Bordeaux mixture (also called Bordo Mix) is a mixture of copper(II) sulfate (CuSO4) and slaked lime (Ca(OH)2) used as a fungicide. It is used in vineyards, fruit-farms and gardens to prevent infestations of downy mildew, powdery mildew and other fungi. It is sprayed on plants as a preventative; its mode of action is ineffective after a fungus has become established. It was invented in the Bordeaux region of France in the late 19th century. If it is applied in large quantities annually for many years, the copper in the mixture eventually becomes a pollutant.
Diphenylamine is an organic compound with the formula (C6H5)2NH. The compound is a derivative of aniline, consisting of an amine bound to two phenyl groups. The compound is a colorless solid, but commercial samples are often yellow due to oxidized impurities. Diphenylamine dissolves well in many common organic solvents, and is moderately soluble in water. It is used mainly for its antioxidant properties. Diphenylamine is widely used as an industrial antioxidant, dye mordant and reagent and is also employed in agriculture as a fungicide and antihelmintic.

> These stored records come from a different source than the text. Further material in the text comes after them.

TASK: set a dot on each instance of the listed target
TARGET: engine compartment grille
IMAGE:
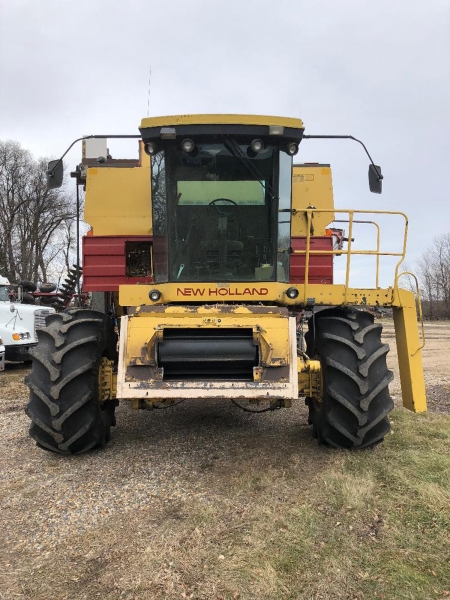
(208, 354)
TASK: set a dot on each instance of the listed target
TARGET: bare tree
(434, 272)
(34, 221)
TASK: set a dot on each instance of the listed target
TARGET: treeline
(36, 224)
(37, 231)
(434, 276)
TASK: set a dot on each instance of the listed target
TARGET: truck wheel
(64, 407)
(353, 412)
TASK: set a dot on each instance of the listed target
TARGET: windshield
(4, 293)
(215, 213)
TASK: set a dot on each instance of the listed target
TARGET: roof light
(168, 133)
(292, 148)
(257, 146)
(154, 295)
(276, 129)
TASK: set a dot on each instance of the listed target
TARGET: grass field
(245, 509)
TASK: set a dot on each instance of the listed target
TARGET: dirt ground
(114, 523)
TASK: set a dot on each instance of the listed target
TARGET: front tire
(67, 416)
(355, 402)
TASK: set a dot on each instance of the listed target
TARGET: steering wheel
(225, 208)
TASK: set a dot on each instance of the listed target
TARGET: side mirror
(375, 179)
(55, 174)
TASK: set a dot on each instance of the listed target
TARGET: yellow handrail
(419, 304)
(307, 252)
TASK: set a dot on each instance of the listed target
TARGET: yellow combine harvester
(204, 259)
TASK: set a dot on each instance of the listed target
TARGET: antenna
(149, 88)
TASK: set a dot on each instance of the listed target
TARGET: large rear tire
(355, 402)
(67, 416)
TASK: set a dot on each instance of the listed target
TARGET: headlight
(292, 148)
(154, 295)
(187, 145)
(151, 148)
(292, 293)
(21, 336)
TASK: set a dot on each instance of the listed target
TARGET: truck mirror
(375, 179)
(55, 174)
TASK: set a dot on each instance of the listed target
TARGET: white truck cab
(18, 324)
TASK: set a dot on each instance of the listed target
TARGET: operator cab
(221, 200)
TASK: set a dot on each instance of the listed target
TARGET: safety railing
(350, 251)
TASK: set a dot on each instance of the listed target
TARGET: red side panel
(320, 265)
(104, 263)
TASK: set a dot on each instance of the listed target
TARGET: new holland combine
(205, 258)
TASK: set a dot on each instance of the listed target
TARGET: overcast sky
(378, 70)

Pentachlorophenol (PCP) is an organochlorine compound used as a pesticide and a disinfectant. First produced in the 1930s, it is marketed under many trade names. It can be found as pure PCP, or as the sodium salt of PCP, the latter which dissolves easily in water. It can be biodegraded by some bacteria, including Sphingobium chlorophenolicum.

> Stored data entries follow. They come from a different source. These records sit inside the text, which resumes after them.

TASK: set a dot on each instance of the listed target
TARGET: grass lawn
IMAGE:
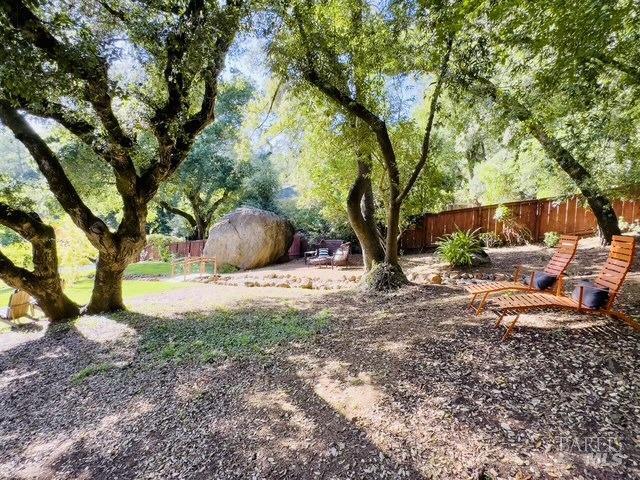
(80, 291)
(149, 269)
(158, 269)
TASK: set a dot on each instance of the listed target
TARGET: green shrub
(491, 239)
(625, 226)
(227, 268)
(458, 248)
(551, 239)
(161, 243)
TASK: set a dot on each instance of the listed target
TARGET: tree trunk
(54, 303)
(361, 216)
(600, 205)
(107, 287)
(393, 231)
(201, 227)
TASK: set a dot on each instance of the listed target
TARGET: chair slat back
(565, 251)
(618, 263)
(19, 304)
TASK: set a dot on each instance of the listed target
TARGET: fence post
(536, 225)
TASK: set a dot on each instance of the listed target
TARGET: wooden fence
(539, 216)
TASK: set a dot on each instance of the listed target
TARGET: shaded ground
(407, 385)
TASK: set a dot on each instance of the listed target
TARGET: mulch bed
(406, 385)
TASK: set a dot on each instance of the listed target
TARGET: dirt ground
(405, 385)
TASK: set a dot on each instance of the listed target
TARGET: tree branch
(424, 153)
(59, 183)
(177, 211)
(92, 69)
(630, 70)
(30, 227)
(214, 206)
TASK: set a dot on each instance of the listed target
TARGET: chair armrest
(560, 286)
(517, 273)
(580, 298)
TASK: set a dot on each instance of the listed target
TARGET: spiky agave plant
(458, 248)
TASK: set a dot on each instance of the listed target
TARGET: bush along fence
(537, 216)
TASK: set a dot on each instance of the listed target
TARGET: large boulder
(249, 238)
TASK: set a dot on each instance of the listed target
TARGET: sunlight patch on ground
(39, 457)
(12, 338)
(102, 329)
(9, 376)
(278, 407)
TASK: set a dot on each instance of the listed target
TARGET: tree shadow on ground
(406, 385)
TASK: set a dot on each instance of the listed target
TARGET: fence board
(539, 216)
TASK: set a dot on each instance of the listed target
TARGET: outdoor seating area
(590, 298)
(327, 254)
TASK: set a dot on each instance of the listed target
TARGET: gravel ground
(407, 385)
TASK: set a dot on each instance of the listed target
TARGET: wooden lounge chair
(611, 277)
(20, 305)
(565, 252)
(322, 258)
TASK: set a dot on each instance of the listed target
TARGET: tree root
(384, 277)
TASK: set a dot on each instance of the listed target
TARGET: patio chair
(592, 298)
(341, 257)
(20, 305)
(550, 277)
(321, 258)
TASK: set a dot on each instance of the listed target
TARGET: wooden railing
(187, 264)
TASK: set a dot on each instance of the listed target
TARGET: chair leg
(625, 318)
(509, 329)
(473, 297)
(482, 303)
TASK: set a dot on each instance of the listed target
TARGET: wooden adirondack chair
(611, 276)
(561, 259)
(20, 305)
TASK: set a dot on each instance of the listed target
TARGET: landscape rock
(249, 238)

Chlorothalonil (2,4,5,6-tetrachloroisophthalonitrile) is an organic compound mainly used as a broad spectrum, nonsystemic fungicide, with other uses as a wood protectant, pesticide, acaricide, and to control mold, mildew, bacteria, algae. Chlorothalonil-containing products are sold under the names Bravo, Echo, and Daconil. It was first registered for use in the US in 1966. In 1997, the most recent year for which data are available, it was the third most used fungicide in the US, behind only sulfur and copper, with 12 million pounds used in agriculture that year. Including nonagricultural uses, the EPA estimates, on average, almost 15 million lb (6.8 million kg) were used annually from 1990 to 1996.
Thiram is the simplest thiuram disulfide and the oxidized dimer of dimethyldithiocarbamate. It is used as a fungicide, ectoparasiticide to prevent fungal diseases in seed and crops and similarly as a animal repellent to protect fruit trees and ornamentals from damage by rabbits, rodents and deer. It is effective against Stem gall of coriander, damping off, smut of millet, neck rot of onion, etc. Thiram has been used in the treatment of human scabies, as a sun screen and as a bactericide applied directly to the skin or incorporated into soap.

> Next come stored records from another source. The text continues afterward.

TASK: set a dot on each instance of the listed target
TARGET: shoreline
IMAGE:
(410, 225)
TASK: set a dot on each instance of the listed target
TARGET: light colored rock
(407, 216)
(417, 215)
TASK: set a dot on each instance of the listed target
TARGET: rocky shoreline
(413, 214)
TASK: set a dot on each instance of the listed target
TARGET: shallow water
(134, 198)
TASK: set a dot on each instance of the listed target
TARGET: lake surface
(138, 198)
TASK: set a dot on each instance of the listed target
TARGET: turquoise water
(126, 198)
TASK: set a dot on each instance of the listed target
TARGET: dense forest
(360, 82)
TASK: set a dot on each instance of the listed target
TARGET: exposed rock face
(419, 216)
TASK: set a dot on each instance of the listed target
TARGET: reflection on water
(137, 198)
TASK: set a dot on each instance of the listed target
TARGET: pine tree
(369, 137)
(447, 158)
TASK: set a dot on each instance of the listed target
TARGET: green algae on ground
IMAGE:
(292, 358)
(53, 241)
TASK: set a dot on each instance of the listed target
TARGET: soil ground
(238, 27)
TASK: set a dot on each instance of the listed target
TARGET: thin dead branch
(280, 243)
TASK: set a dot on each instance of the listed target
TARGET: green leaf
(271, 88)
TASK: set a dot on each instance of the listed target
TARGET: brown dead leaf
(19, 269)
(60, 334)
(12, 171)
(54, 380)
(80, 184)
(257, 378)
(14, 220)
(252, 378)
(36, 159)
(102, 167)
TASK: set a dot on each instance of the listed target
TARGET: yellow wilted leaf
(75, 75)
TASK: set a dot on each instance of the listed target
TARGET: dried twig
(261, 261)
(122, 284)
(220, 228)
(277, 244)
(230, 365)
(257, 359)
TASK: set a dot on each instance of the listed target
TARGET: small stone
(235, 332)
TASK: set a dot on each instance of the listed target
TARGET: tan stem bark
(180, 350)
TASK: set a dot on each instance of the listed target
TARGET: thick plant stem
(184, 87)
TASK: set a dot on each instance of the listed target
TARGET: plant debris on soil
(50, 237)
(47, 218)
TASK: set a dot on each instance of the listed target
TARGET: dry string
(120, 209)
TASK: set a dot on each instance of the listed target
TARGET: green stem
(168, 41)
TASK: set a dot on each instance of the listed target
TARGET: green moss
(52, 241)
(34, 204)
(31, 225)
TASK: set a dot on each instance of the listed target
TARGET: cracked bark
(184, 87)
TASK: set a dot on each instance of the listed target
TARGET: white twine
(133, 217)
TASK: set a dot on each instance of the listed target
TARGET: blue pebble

Hexachlorobenzene, or perchlorobenzene, is an organochloride with the molecular formula C6Cl6. It is a fungicide formerly used as a seed treatment, especially on wheat to control the fungal disease bunt. It has been banned globally under the Stockholm Convention on Persistent Organic Pollutants.
Propiconazole is a triazole fungicide, also known as a DMI, or demethylation inhibiting fungicide due to its binding with and inhibiting the 14-alpha demethylase enzyme from demethylating a precursor to ergosterol. Without this demethylation step, the ergosterols are not incorporated into the growing fungal cell membranes, and cellular growth is stopped.
Iodopropynyl Butyl Carbamate (IPBC) is a water-soluble preservative used globally in the paints & coatings, wood preservatives, personal care, and cosmetics industries. IPBC is a member of the carbamate family of biocides. IPBC was invented in the 1970s and has a long history of effective use as an antifungal technology.